Lee et al. (2026) Drought resistance of dams based on propagation analysis: A case study of various multipurpose dams in South Korea
Identification
- Journal: Journal of Hydrology Regional Studies
- Year: 2026
- Date: 2026-01-09
- Authors: Chaelim Lee, Sera Kang, Sangdan Kim
- DOI: 10.1016/j.ejrh.2026.103106
Research Groups
- Division of Earth Environmental System Science (Major in Environmental Engineering), Pukyong National University, Republic of Korea
- Water Resources & Environmental Research Center, K-water Research Institute, Republic of Korea
Short Summary
This study quantitatively evaluates the drought resistance of nine major multipurpose dams in South Korea by analyzing the propagation of meteorological drought (MD) to hydrological drought in natural (HDn) and dam-adjusted (HDa) states. It found that dams generally mitigate drought duration and intensity, with six out of nine dams showing high resistance, while others exhibited low resistance or even exacerbated drought conditions.
Objective
- To analyze the process by which meteorological drought propagates into hydrological drought regulated by dam operations.
- To quantitatively evaluate the drought mitigation effect (drought resistance) of dams and compare drought resistance between dams.
- To establish evaluation criteria for the role of dams in drought response for major multipurpose dams in Korea.
Study Configuration
- Spatial Scale: Nine major multipurpose dam basins across four river regions (Han, Nakdong, Geum, Seomjin-Yeongsan) in South Korea.
- Temporal Scale: Data periods varying from 23 to 49 years for individual dams, with weather station data having more than 35 years of continuous records.
Methodology and Data
- Models used:
- Standardized Precipitation Index (SPI) for meteorological drought (MD).
- Standardized Runoff Index (SRI) for hydrological drought in natural (HDn) and adjusted (HDa) states.
- Run theory (threshold ≤ -1.0) and Inter-Event Time Definition (IETD = 30 days) for drought event identification.
- Hybrid Lk-based approach for drought propagation time and delay time estimation.
- Univariate frequency analysis for return periods.
- Nagano–Kadoya bivariate exponential distribution for bivariate frequency analysis of duration and intensity.
- Integrated Drought Resistance Curve (IDRC) for comprehensive drought resistance assessment.
- Data sources:
- Daily dam inflow and outflow data from the Water Resources Management Information System (www.wamis.go.kr) operated by the Ministry of Environment of the Republic of Korea.
- Daily precipitation data from the Automated Synoptic Observing System (ASOS) provided by the Korea Meteorological Administration.
Main Results
- The average annual number of drought events decreased from MD to HDn, and further decreased from HDn to HDa, indicating dam regulation reduces drought frequency.
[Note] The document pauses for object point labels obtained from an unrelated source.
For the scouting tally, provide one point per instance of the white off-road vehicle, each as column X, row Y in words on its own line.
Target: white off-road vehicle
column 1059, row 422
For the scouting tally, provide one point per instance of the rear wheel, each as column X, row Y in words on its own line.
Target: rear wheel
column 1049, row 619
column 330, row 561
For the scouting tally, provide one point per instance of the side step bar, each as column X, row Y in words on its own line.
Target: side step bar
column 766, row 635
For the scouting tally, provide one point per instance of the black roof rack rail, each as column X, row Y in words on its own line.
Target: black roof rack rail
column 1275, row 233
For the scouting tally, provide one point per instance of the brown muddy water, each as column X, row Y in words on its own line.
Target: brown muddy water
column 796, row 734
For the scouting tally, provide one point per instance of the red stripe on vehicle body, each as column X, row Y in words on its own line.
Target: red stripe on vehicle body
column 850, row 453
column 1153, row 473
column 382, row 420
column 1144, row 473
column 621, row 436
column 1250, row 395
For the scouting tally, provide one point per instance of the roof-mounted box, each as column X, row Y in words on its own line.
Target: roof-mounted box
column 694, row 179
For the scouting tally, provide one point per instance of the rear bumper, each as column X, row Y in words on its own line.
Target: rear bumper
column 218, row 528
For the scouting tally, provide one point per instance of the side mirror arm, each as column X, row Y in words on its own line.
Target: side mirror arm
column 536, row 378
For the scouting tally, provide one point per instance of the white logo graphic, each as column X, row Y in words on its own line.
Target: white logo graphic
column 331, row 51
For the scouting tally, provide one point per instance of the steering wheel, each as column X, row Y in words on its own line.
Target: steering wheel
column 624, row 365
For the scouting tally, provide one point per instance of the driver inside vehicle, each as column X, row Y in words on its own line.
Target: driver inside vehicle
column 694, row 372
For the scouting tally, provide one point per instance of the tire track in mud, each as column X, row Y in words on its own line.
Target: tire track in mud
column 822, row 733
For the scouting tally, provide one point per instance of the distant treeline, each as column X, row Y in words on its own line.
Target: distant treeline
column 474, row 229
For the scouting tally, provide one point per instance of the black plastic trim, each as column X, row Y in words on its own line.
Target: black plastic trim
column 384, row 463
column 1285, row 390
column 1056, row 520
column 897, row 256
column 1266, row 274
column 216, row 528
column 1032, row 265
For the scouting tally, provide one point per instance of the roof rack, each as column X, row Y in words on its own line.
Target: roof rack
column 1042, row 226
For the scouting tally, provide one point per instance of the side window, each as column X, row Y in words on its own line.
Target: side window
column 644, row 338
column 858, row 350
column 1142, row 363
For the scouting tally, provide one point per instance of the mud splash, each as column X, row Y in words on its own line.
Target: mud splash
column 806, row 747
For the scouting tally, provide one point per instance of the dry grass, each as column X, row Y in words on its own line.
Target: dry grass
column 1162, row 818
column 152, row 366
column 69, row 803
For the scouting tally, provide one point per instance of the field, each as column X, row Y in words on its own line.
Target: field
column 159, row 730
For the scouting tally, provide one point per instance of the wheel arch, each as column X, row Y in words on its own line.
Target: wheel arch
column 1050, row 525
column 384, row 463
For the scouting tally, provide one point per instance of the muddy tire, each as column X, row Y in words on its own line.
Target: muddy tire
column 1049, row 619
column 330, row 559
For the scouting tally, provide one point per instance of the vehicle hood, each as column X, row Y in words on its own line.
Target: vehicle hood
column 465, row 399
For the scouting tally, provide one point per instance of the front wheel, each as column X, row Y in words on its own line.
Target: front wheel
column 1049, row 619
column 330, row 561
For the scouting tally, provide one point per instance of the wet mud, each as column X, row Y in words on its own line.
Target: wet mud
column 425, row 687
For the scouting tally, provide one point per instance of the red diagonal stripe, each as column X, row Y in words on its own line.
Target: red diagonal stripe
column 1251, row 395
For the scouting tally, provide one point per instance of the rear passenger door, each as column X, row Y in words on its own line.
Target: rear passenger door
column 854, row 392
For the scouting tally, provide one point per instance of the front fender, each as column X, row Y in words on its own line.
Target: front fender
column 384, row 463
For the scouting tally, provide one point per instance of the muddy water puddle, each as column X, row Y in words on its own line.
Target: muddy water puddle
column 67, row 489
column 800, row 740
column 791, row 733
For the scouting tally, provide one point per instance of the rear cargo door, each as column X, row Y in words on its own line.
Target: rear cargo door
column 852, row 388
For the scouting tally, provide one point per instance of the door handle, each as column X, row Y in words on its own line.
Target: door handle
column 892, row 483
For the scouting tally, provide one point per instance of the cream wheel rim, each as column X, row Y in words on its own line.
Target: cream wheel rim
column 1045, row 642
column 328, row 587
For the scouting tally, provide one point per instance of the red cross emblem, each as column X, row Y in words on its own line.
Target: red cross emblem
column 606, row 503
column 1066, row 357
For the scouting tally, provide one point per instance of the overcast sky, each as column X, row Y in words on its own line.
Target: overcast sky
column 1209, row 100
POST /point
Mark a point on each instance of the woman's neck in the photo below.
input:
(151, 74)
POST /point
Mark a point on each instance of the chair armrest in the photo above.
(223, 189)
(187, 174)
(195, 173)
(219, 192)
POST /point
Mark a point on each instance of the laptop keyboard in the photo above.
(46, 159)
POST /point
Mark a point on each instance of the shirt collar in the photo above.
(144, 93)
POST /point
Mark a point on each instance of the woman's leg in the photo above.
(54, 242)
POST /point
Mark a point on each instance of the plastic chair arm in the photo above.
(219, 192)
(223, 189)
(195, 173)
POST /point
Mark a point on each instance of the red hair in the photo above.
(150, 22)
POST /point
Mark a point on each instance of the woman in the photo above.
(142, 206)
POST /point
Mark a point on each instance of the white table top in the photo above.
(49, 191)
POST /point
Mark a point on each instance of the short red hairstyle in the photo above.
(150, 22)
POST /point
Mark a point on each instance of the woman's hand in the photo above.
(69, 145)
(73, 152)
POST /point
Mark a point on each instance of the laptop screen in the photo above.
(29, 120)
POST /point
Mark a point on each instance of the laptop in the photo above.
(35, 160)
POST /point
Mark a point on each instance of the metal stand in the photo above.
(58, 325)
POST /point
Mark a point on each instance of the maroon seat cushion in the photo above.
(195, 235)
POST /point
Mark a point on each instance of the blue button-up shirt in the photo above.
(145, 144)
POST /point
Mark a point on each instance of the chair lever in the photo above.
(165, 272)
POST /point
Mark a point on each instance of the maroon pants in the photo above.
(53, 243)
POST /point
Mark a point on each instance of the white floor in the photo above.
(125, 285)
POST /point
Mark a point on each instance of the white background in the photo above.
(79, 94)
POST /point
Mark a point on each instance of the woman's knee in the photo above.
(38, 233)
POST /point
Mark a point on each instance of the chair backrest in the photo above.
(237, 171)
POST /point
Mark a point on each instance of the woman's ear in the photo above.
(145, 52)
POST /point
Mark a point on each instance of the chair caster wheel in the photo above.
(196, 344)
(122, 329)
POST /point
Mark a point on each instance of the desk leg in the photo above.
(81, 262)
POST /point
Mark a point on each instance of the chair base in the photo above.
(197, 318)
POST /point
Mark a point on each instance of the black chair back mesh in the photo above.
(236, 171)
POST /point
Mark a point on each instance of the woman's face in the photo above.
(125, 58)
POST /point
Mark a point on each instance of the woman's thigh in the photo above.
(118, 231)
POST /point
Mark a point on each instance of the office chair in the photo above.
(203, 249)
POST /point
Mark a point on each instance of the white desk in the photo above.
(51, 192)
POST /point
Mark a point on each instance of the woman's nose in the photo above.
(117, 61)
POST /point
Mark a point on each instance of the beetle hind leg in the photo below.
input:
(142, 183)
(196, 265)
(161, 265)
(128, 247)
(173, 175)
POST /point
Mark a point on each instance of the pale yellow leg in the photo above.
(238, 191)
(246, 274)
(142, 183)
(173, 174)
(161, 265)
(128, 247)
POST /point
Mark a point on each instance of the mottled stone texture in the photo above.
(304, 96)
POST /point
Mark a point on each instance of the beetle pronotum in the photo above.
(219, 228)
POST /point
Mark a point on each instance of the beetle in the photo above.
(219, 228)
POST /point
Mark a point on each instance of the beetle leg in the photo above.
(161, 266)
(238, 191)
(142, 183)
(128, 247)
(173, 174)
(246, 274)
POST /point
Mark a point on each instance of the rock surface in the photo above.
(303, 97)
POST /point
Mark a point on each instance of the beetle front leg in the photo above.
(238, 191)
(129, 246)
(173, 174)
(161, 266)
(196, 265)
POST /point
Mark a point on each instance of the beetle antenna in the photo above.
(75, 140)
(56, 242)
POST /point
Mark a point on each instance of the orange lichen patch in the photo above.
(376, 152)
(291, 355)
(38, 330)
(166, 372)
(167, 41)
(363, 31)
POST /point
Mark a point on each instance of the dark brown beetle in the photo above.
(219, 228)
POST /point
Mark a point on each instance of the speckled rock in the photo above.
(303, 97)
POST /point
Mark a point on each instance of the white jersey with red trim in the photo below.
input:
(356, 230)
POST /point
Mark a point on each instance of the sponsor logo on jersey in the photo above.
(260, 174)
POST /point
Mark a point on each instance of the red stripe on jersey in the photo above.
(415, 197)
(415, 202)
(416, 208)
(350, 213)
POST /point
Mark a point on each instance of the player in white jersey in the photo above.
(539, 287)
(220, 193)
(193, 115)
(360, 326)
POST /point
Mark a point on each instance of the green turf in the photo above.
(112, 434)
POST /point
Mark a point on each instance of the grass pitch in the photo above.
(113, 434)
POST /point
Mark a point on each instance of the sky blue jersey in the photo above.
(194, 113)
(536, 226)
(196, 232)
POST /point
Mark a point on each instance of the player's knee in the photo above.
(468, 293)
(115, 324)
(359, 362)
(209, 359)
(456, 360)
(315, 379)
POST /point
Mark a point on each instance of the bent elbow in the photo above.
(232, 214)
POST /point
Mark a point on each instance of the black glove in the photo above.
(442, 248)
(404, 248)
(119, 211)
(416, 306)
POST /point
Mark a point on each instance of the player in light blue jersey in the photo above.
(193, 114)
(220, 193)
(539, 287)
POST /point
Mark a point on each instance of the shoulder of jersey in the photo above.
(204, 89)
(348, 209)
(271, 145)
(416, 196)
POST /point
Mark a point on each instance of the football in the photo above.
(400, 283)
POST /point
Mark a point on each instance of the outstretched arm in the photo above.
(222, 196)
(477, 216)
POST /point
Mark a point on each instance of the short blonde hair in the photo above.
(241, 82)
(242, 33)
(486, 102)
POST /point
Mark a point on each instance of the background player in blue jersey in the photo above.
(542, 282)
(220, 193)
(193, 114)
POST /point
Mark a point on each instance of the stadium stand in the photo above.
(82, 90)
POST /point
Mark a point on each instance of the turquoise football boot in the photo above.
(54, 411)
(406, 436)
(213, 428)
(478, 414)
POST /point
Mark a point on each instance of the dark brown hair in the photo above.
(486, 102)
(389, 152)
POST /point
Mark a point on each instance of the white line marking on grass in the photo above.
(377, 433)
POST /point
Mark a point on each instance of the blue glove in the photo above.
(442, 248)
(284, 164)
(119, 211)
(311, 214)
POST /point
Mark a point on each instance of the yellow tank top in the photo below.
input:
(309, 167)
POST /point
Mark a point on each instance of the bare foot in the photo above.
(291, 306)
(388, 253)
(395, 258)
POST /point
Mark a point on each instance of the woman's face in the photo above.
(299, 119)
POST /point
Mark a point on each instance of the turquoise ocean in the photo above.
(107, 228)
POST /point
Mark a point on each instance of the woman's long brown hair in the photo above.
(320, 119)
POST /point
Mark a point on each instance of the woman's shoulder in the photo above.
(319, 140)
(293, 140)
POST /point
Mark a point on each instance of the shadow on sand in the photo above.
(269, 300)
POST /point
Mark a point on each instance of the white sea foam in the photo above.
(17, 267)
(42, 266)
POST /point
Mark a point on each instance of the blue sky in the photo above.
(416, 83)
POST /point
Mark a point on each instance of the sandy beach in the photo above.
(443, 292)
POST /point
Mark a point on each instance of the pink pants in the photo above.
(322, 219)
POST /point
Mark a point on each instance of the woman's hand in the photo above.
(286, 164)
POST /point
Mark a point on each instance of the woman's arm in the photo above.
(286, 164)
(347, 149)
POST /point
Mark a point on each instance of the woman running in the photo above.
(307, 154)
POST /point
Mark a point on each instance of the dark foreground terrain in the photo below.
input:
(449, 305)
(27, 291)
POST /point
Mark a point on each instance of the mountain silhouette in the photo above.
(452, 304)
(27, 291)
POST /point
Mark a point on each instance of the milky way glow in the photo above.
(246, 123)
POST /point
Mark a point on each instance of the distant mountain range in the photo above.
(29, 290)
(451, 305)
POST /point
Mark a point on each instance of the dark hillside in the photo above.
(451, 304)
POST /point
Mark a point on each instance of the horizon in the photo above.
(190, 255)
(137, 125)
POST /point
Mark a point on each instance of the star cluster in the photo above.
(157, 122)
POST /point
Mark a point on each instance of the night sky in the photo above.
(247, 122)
- Drought duration generally increased from MD to HDn but decreased from HDn to HDa, resulting in shorter durations for HDa compared to MD in most cases (8 out of 9 dams).
- Drought intensity generally decreased from MD to HDn and further from HDn to HDa (6 out of 9 dams), but some dams showed intensified HDa.
- Drought propagation time to HDa was longer than to HDn for most dams, and drought delay time was consistently longer or equal for HDa, indicating dams delay hydrological responses.
- Bivariate frequency analysis showed that six out of nine dams exhibited significant resistance to drought propagation, with the return period of average drought events in HDa being 7 % to 90 % shorter than in HDn.
- However, the Namgang Dam (NGD) and Hapcheon Dam (HCD) showed less significant resistance, and the Seomjin Dam (SJD) exacerbated drought conditions, increasing its return period from 12.7 years to 180.8 years.
- The Integrated Drought Resistance Curve (IDRC) revealed that most dams are effective against relatively mild drought events, but their resistance weakens or disappears as drought intensity increases.
Contributions
- Proposes a novel hybrid methodology combining event-based and correlation analysis (Lk-based) to more accurately estimate drought propagation and delay times by removing non-drought period noise.
- Introduces the concept of drought event propagation rate and propagation index to quantify changes in drought characteristics (number, duration, intensity) due to dam operations.
- Develops an Integrated Drought Resistance Curve (IDRC) based on bivariate frequency analysis of duration and intensity, allowing for a comprehensive, quantitative, and drought-level-dependent assessment and comparison of dam drought resistance.
- Provides a quantitative assessment of the actual effectiveness of dam operations in mitigating drought based on historical measured data, distinguishing natural variability from artificial regulation effects.
- Identifies key watershed characteristics (bifurcation ratio, main-channel density) influencing the propagation from meteorological to natural hydrological drought.
Funding
- Korea Environment Industry & Technology Institute (KEITI) through Water Management Program for Drought Project, funded by Korea Ministry of Climate, Energy and Environment (MCEE) (Reference code: RS-2023–00230286).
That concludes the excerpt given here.